I estimate that I have spent at least 20-25 hours on job searching activities so far. Some of these were hours when my children talked to me about their day and then slowly climbed me like a wall of impenetrability while I typed at the computer and asked them to go play on the patio. Some of these were hours I should have spent giving feedback to my students on their research papers and planning a more engaging Huck Finn unit for the end of the year, or calling parents of students who were struggling. These were important hours I was giving up in a fog of panic and heartache.

So, how many others in Arizona are in my exact position?
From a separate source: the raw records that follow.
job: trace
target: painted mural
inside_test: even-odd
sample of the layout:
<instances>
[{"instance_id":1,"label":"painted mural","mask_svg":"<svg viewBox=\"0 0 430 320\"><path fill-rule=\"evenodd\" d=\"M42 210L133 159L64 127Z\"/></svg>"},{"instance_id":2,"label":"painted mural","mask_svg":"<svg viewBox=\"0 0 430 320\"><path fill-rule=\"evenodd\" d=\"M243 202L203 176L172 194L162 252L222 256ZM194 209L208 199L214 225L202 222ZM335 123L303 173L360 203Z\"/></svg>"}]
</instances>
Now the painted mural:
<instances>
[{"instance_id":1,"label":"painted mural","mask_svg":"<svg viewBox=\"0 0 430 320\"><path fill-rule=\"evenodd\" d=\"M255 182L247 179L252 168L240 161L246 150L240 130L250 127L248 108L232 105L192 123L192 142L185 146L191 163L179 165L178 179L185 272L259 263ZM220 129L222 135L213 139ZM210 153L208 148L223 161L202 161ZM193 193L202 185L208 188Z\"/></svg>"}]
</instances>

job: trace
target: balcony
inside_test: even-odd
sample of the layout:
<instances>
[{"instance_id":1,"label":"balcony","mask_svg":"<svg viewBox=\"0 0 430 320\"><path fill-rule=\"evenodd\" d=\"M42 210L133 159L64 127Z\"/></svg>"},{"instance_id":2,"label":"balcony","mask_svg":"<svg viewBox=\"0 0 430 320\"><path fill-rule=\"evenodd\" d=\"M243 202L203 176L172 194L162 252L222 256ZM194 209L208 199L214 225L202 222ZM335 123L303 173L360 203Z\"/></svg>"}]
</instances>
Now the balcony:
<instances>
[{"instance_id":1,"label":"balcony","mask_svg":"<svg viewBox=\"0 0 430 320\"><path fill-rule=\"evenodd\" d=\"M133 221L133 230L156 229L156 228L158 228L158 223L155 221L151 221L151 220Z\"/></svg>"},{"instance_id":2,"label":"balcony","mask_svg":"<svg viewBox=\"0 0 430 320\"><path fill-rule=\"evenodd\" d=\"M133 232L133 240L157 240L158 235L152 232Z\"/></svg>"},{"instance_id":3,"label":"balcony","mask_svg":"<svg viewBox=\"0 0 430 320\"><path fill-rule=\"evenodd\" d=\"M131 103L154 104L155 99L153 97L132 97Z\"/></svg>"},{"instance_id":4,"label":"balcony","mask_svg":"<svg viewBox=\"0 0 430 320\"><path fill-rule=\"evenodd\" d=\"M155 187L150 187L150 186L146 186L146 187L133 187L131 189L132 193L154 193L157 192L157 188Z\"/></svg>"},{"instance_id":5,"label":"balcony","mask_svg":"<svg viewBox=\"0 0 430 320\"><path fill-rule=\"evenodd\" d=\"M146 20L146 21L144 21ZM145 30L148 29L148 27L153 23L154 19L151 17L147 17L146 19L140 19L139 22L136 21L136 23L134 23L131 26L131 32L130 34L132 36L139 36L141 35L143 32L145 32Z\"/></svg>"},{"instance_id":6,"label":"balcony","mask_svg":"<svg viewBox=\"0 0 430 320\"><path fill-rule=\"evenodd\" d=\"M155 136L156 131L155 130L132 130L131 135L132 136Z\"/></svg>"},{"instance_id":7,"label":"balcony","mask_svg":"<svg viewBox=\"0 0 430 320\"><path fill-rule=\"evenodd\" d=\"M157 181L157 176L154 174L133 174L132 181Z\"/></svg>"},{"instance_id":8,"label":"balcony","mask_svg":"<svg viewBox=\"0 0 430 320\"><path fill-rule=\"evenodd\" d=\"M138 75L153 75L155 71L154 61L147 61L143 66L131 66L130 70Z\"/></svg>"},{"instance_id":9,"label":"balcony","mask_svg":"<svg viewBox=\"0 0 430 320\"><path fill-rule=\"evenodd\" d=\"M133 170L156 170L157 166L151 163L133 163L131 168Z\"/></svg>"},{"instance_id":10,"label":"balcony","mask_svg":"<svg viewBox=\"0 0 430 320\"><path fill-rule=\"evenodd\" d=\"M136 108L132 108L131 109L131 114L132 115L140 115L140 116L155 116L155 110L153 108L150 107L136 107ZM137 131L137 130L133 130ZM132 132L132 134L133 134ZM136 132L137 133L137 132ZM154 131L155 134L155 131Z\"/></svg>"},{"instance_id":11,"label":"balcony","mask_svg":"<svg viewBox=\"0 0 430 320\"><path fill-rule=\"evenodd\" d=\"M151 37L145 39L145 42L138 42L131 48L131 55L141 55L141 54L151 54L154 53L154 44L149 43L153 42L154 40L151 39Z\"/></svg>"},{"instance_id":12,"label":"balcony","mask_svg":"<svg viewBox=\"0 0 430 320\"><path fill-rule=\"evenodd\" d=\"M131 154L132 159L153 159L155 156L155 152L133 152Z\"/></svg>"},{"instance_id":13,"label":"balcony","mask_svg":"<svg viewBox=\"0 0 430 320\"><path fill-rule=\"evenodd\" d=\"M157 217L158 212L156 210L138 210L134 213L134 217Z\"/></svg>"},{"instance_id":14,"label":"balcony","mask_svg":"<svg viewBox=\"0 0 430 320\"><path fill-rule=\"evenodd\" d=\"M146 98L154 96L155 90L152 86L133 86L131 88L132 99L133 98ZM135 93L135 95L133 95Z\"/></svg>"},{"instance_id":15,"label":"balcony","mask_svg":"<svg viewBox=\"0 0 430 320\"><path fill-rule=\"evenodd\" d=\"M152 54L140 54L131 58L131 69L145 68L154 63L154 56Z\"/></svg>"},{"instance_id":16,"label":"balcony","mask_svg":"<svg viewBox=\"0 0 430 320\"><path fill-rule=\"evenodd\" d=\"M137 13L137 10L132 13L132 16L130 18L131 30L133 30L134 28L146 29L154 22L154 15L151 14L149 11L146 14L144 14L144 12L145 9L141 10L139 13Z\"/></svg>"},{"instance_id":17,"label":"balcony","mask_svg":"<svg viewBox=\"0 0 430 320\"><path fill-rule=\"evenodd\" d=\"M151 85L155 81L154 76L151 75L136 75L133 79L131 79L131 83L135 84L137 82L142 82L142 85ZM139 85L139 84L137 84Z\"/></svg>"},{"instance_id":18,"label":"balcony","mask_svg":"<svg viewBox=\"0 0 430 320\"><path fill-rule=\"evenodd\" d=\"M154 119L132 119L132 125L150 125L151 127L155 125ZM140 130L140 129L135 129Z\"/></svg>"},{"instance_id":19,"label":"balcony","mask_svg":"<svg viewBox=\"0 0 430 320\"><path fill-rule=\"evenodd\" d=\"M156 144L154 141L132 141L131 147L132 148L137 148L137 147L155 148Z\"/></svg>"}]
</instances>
How many resumes and careerbuilder applications are they sending out?

How many of those jobs are they serious about?

How much time are the HR folks at those companies spending on e-mail and with manila folders trying to keep all of this straight? How many little white postcards are being sent out informing these applicants that, due to the extreme volume of applications, they will be contacted if their experience and qualifications meet the needs of the employer? How many needless interviews will be held while the clients, customers and students of those interviewers wait their turn?

Come May 22, how many of us will be in line (or online) to apply for unemployment? Food stamps? WIC? AHCCCS? How many of us will end up being double-dippers for a time, living off of our summer paychecks and collecting unemployment all summer, only to find ourselves employed in August? But we can't exactly not apply, because what will happen if we are not employed come August? How many of us will end up in foreclosure or in a short sale, and who absorbs the impact of that lost debt? Who is paying for all of this? The Republicans as much as the Democrats, I can tell you.

There is an entire, frightening economy developing out of Arizona's budget crisis alone. On top of the already frightening economy. And yet it is all sold to us as something unavoidable, inevitable, part of the process, the result of a bad economy. But there are solutions; it's just that those in power want to write the script of these last few months of the fiscal year so that in the grand finale, they can seem to be flexible, compassionate, problem solvers. It makes me sick.